The flaw affects a small chip inside a USB device that “tells” the computer what the device is and this can be changed in order to trick the PC into thinking the device is anything from a smartphone or tablet to a keyboard or other input peripheral.
One demo shown off by Nohl and his fellow expert Jakob Lell demonstrated that a normal USB drive being inserted into a computer can use malicious code planted on the stick to trick the computer into thinking a keyboard has been plugged in. After a few moments the “keyboard” was able to type in commands and tell the PC to download a malicious program from the Internet.

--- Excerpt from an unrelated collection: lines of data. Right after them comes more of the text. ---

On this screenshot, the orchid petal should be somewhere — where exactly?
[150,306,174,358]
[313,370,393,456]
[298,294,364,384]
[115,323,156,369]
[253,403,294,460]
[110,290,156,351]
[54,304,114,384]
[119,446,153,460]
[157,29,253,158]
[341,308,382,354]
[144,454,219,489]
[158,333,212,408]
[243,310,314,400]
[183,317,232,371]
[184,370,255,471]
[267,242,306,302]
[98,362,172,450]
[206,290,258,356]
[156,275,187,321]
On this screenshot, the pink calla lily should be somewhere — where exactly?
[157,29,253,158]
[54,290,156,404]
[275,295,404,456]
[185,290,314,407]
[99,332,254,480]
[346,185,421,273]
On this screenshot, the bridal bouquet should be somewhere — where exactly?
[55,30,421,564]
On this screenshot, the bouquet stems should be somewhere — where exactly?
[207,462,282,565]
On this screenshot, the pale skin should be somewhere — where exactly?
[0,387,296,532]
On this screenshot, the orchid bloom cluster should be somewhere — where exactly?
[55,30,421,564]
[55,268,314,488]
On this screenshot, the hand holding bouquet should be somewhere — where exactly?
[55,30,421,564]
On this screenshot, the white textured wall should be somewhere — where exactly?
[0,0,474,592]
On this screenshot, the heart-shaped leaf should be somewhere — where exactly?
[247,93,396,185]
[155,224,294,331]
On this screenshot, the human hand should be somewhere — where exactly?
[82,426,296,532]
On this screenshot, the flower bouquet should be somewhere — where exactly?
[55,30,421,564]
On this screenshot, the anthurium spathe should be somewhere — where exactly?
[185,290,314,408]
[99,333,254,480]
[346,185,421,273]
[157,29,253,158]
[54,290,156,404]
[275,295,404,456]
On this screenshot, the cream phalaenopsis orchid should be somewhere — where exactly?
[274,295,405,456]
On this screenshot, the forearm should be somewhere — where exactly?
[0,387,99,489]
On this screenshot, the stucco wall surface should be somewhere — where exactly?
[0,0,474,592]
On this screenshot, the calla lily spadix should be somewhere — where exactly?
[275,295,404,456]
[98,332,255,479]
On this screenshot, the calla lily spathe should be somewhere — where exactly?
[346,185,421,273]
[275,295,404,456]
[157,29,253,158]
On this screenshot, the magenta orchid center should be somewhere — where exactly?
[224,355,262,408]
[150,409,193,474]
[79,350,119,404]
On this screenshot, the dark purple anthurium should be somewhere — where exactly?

The BBC was shown another instance when a Samsung smartphone was plugged into a PC and once connected it masqueraded as a network card that meant when a user accessed the Internet their browsing was hijacked. In this case, an illicit version of PayPal was created and the login details stolen.
Even when a USB device has been formatted it can still harbour the malware and both Nohl and other security researchers are urging extreme caution when plugging any USB devices into a machine.
"USB is ubiquitous across all devices," Mike McLaughlin, security researcher at First Base Technologies, stated. "It comes down to the same old saying - don't plug things in that you don't trust. Any business should always have policies in place regarding USB devices and USB drives. Businesses should stop using them if needed."
Nohl added that the approach to USB among every computer user “will have to change” and device manufacturers will be scrabbling to patch up this flaw before it causes more problems.